Construction work has been deemed essential by the federal government, but a new study in Austin, Texas, found that keeping construction sites open could come at a cost. The study, commissioned by the city, found that keeping the job sites open while nearly all other businesses are closed could triple the number of coronavirus-related hospitalizations of the general population from 10,000 to 30,000. Workers would be even more at risk with a possible eightfold increase of hospitalizations, according to modeling by researchers at the University of Texas at Austin. However, the study also highlights the importance of workplace safety and virus-transmission mitigation on construction sites: Keeping only 25 percent of workers on site dramatically reduces the number of hospitalizations from 30,000 to just over 10,000.
A new analysis has quantified how construction activity during the coronavirus pandemic elevates health hazards for workers as well as members of the general public in Austin, Texas.
The study, commissioned by Austin Mayor Steve Adler, found that keeping the city’s jobsites open while nearly all other businesses are shut down could triple the number of coronavirus-related hospitalizations in the general population — from 10,000 to 30,000 — and raise construction workers’ risk of hospitalization eightfold by the middle of August.

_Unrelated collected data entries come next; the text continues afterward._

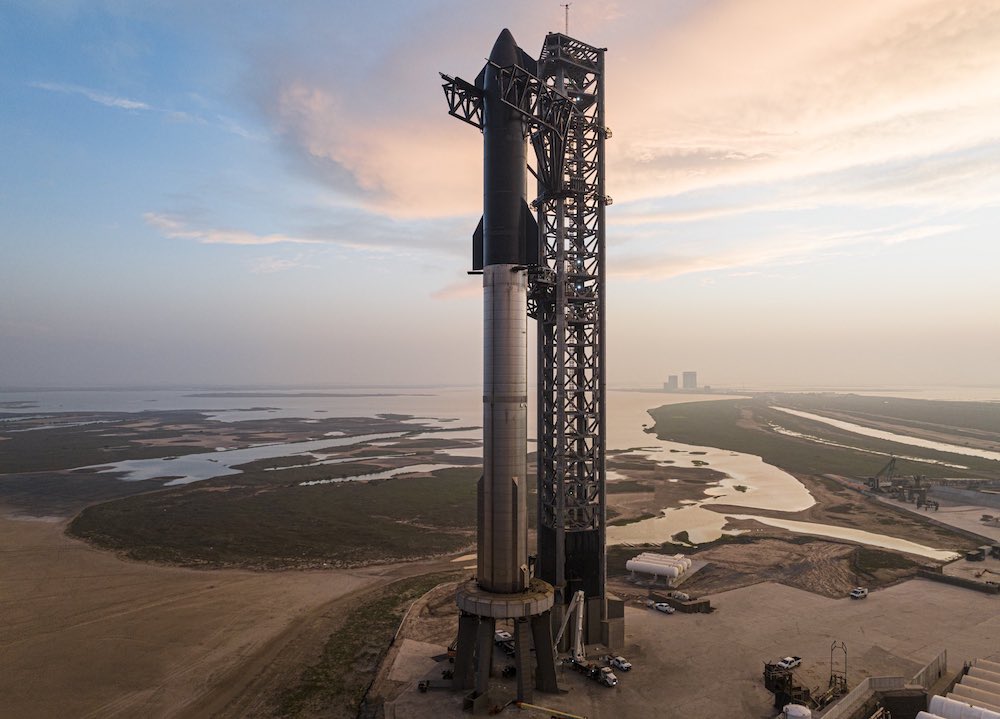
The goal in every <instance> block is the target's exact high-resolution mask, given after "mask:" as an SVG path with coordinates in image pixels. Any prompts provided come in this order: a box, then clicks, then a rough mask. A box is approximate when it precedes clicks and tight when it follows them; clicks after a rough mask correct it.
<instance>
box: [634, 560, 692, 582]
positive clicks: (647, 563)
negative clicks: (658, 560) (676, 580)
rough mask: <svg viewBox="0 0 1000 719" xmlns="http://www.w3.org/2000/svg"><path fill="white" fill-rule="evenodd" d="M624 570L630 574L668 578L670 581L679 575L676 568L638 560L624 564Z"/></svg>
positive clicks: (676, 577) (678, 571)
mask: <svg viewBox="0 0 1000 719" xmlns="http://www.w3.org/2000/svg"><path fill="white" fill-rule="evenodd" d="M625 569H627V570H629V571H630V572H643V573H644V574H652V575H653V576H656V577H670V578H671V579H676V578H677V576H678V575H679V574H680V570H678V569H677V567H668V566H667V565H665V564H654V563H652V562H644V561H642V560H639V559H630V560H628V561H627V562H625Z"/></svg>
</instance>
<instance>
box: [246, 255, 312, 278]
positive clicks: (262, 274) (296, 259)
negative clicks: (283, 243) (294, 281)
mask: <svg viewBox="0 0 1000 719" xmlns="http://www.w3.org/2000/svg"><path fill="white" fill-rule="evenodd" d="M303 267H309V268H316V267H317V265H314V264H310V263H308V262H306V261H305V259H304V257H303V256H302V255H298V256H296V257H292V258H288V257H258V258H256V259H254V260H253V261H252V262H251V263H250V271H251V272H253V273H254V274H256V275H267V274H273V273H275V272H285V271H287V270H294V269H298V268H303Z"/></svg>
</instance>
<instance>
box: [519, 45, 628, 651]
mask: <svg viewBox="0 0 1000 719" xmlns="http://www.w3.org/2000/svg"><path fill="white" fill-rule="evenodd" d="M538 78H539V80H540V81H541V82H542V83H543V84H544V85H545V86H547V87H549V88H551V89H552V90H554V91H555V93H556V94H557V95H559V96H564V97H568V98H570V100H571V101H572V103H573V107H574V111H573V112H572V113H571V114H570V116H569V124H568V127H567V129H566V131H565V134H564V135H563V136H560V134H559V133H557V132H552V131H550V130H548V129H547V128H545V127H541V128H539V129H537V130H536V131H535V132H534V133H533V135H532V144H533V145H534V147H535V151H536V154H537V156H538V172H537V173H536V174H537V177H538V198H537V199H536V200H535V201H534V203H533V205H534V207H535V208H536V210H537V213H538V219H537V221H538V227H539V235H540V241H539V254H540V257H539V262H538V265H539V267H538V269H537V271H536V272H534V273H532V277H531V280H532V281H531V285H530V291H529V314H530V315H531V316H532V317H533V318H534V319H535V320H536V321H537V327H538V367H537V369H538V394H539V401H538V565H537V570H536V571H537V574H538V576H540V577H541V578H542V579H544V580H545V581H547V582H549V583H551V584H552V585H553V586H554V587H555V588H556V593H557V597H556V602H557V605H558V604H559V603H560V600H561V602H562V603H565V602H566V601H567V600H568V599H569V597H571V596H573V594H574V593H575V592H576V591H578V590H583V591H584V593H585V594H586V596H587V599H588V605H589V607H588V608H589V609H590V612H591V614H592V613H593V609H596V608H597V607H596V606H595V605H594V604H593V603H592V601H591V600H594V599H597V600H600V604H601V610H600V617H601V619H606V611H605V608H604V606H603V605H604V598H605V581H606V576H607V572H606V566H605V555H604V545H605V470H604V461H605V402H606V393H605V381H606V374H605V353H604V345H605V323H604V307H605V271H604V241H605V217H604V215H605V211H604V208H605V207H606V206H607V205H609V204H611V199H610V198H609V197H608V196H607V195H606V194H605V187H604V174H605V173H604V142H605V140H606V139H607V138H608V137H610V132H609V131H608V129H607V127H606V126H605V119H604V82H603V80H604V50H603V49H600V48H595V47H592V46H590V45H587V44H585V43H582V42H580V41H579V40H575V39H573V38H571V37H569V36H567V35H564V34H562V33H550V34H549V35H547V36H546V38H545V43H544V46H543V48H542V53H541V57H540V58H539V60H538ZM594 629H596V627H594ZM590 641H599V637H591V638H590Z"/></svg>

The model from a team of researchers at the University of Texas at Austin is based on a scenario that assumes the surrounding community is under a highly strict shelter-in-place order (with around 90% of residents staying home) while construction work continues with no special safety precautions. It also assumes that construction jobsites have double the transmission risk of a typical workplace due to the "nature of construction work and/or the elevated concentration of construction workers at essential worksites."